You cannot let the focus on the design distract you from continuing to update your site with relevant content. This is why companies are making the investment in an enterprise web content management platform such as Adobes Experience Manager. Ensuring that content is current, compelling, and relevant is still key to a great user experience with responsive design.

Mobile first

Mobile devices have more real estate constraints, and it’s easier to expand the user experience than to shrink it down. But thinking mobile first does not necessarily equate to investing the most in mobile. You need to consider your organization’s demographics. If your audience is primarily engaging via tablet or desktop, the optimal experience should still be through these channels to the extent the company is forced to prioritize.


Great content and great design are all wasted if the customer abandons the site because it takes too long to download. One of the most common mistakes that organizations make as they continue to leverage more graphics and video is not being device aware. Image size and video format are synonymous with performance. Therefore, it’s important to recognize the device that a user is interacting with and serving the deviceappropriate asset.
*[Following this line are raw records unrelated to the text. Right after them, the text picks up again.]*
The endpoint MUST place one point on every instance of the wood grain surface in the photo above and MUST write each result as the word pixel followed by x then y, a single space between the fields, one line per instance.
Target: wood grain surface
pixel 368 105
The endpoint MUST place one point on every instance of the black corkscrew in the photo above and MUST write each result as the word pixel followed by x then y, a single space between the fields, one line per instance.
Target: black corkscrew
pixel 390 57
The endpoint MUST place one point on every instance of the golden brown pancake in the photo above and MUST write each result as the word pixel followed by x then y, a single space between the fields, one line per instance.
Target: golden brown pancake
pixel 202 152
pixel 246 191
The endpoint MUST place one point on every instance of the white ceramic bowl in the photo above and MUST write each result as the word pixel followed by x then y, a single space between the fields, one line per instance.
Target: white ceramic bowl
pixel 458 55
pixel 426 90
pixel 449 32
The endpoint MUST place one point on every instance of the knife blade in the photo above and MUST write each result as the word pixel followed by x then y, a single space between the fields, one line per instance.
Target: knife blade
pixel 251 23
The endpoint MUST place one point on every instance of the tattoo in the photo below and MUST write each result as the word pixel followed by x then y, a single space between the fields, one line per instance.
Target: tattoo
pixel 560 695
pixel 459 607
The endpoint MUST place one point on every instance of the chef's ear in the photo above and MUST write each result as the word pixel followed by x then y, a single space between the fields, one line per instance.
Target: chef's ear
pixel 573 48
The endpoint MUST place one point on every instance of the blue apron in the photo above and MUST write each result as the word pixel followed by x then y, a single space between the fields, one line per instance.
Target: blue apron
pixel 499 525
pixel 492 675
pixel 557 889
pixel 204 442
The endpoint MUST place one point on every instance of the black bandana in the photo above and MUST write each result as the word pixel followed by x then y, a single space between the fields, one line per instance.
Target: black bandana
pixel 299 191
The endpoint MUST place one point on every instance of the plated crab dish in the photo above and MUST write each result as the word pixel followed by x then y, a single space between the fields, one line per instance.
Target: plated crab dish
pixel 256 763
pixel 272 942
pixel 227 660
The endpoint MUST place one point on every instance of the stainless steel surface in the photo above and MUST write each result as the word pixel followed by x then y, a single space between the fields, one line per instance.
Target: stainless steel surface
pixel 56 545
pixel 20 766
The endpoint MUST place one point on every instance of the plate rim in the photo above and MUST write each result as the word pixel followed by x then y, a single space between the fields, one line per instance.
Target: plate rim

One of the biggest advantages of using Adobe Experience Manager with Scene7 in your responsive web design is that you can dynamically modify the image payload that is delivered to the device, significantly improving performance and the customer’s experience. For a web page on a desktop browser, you get thumbnails that are 50K; on a mobile phone, it’s 3K. On a tablet, maybe it’s 10K. This modified payload means faster load times and less data over the air. It also benefits customers who have cell phone plans that limit the monthly data usage. An efficient responsive web design strategy must include a performance-optimized approach.

With the Adobe Experience Manager solution, images on Furniture Row Racing’s site can be resized automatically or even downsampled dynamically to continually optimize a customer’s mobile experience. In addition, as the use of video on the websites expands, the company can further leverage Adobe dynamic media capabilities to detect the type of device being used and the bandwidth needed to offer the ideal video format and playback experience.

“Today, the massive growth in mobile devices, including smartphones and tablets, is resulting in more than a quarter of visitors coming from mobile devices. We wanted a cost-effective way to provide a compelling experience from any device.”

Noah Linge, Furniture Row’s director of digital marketing

Choose the right platform

The return on responsive web design for your organization depends on the method in which you design it, and the metrics you use to continually improve it. Your success increases with the right solution for content management and delivery. Adobe Experience Manager with dynamic media capabilities, powered by Scene7, provides a powerful solution to efficiently preview, manage, and publish web content across all devices.